My life long personal bane is pizza; I will Jones for it, then pig out on pie until I can't stand it, only to repeat the cycle when the memory of the experience needs a refresher course.  I used to be that way with camping and mountaineering, too, when the free ways of youth allowed me to indulge months on a single adventure.  Much as I enjoyed climbing high peaks, and covering geography on protracted treks, it seemed I always ended up enjoying all I could stand of the outdoors on those trips, and was all too glad to be back home when they concluded. 

Rick, you may be an exception to the rule, but most everyone who makes their living outside eventually grows weary of the hard labor and harsh conditions of this lifestyle.  It is probably a huge reason why homes and all that civilization stuff exists in the first place.

Ed

Peter1955
1,357 reviewer rep
1,339 forum posts
September 5, 2012 at 5:57 p.m. (EDT)

Once upon a time I went to school to learn to be a professional photographer.

I loved it - the creativity and the unique lifestyle. But one of my instructors told me that one day I would realize I was only taking a photograph when someone paid me to do it, and when that happened it was time to quit. That day came after about ten years, and it was a relief when I stopped. It was a valuable lesson.

Now I spend some of my time in an office, but every weekend out on the trails somewhere. For the time being, I don't have to take people up to the mountains just to make a living - I do it because I want to. I worry though, about how to stop my hobby from becoming just another job. If I can't figure it out, I could find myself losing much of the joy I now find on the trails. It's a hard one to solve.

Patman
REVIEW CORPS
755 reviewer rep
1,241 forum posts
September 6, 2012 at 8:33 a.m. (EDT)

Interesting conversation.

I met a fellow on the trail last year that had previously thru-hiked the AT. When I asked about the experience the first thing he said was “well, it’s a job”. He went on to explain that he found it very much like having a job; having to get up each day and keep trekking (lack of resupply will force a person to move eventually right?).

That being said, I still want to do it. Of course, I pull lots and lots of short backpacking trips and have never actually done a long trip; so maybe I’m in for a rude awakening? In any case, I desire to find out for myself. And despite what that fellow told me last year, it doesn’t necessarily follow that my thru-hike would be perceived the same way by me (to Ricks point).

 I’ve played guitar professionally, on and off  for my entire adult life. I did in fact find that playing in a “working” band wasn’t really what I thought it might be like. At one point I became quite disillusioned with it. The tedium of setting up, tearing down, rehearsals, dealing with drunks, dealing with crooked club owners, dealing with attitudes in the band, etc… eventually wore on me and outweighed the small “performance high” you get from the endeavor.

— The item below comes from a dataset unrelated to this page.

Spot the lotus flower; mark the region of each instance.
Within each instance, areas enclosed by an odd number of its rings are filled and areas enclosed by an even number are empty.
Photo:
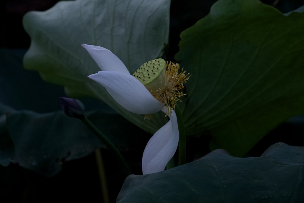
[[[151,137],[143,156],[144,174],[163,170],[178,144],[179,135],[174,107],[179,97],[184,95],[179,90],[188,79],[186,78],[188,75],[185,72],[178,73],[178,64],[161,59],[144,64],[131,75],[109,50],[98,46],[81,46],[101,69],[88,77],[104,87],[119,104],[139,114],[148,115],[161,110],[170,118]]]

I still love music and playing guitar (I play every day that I can), but am not so eager to make it my livelihood as I once was.

Again, good topic and points made all around.

ppine
21 reviewer rep
1,102 forum posts
September 6, 2012 at 11:41 a.m. (EDT)

I am a big fan of awareness in general.  Outdoors awareness is something that has to be taught.  It has really only been around for 40 years or so, although conservation became a movement in the US by around 1900.  People in this country should be proud of our conservation and environmental achievements and make sure that young people (and newbies) understand the consequences of their actions.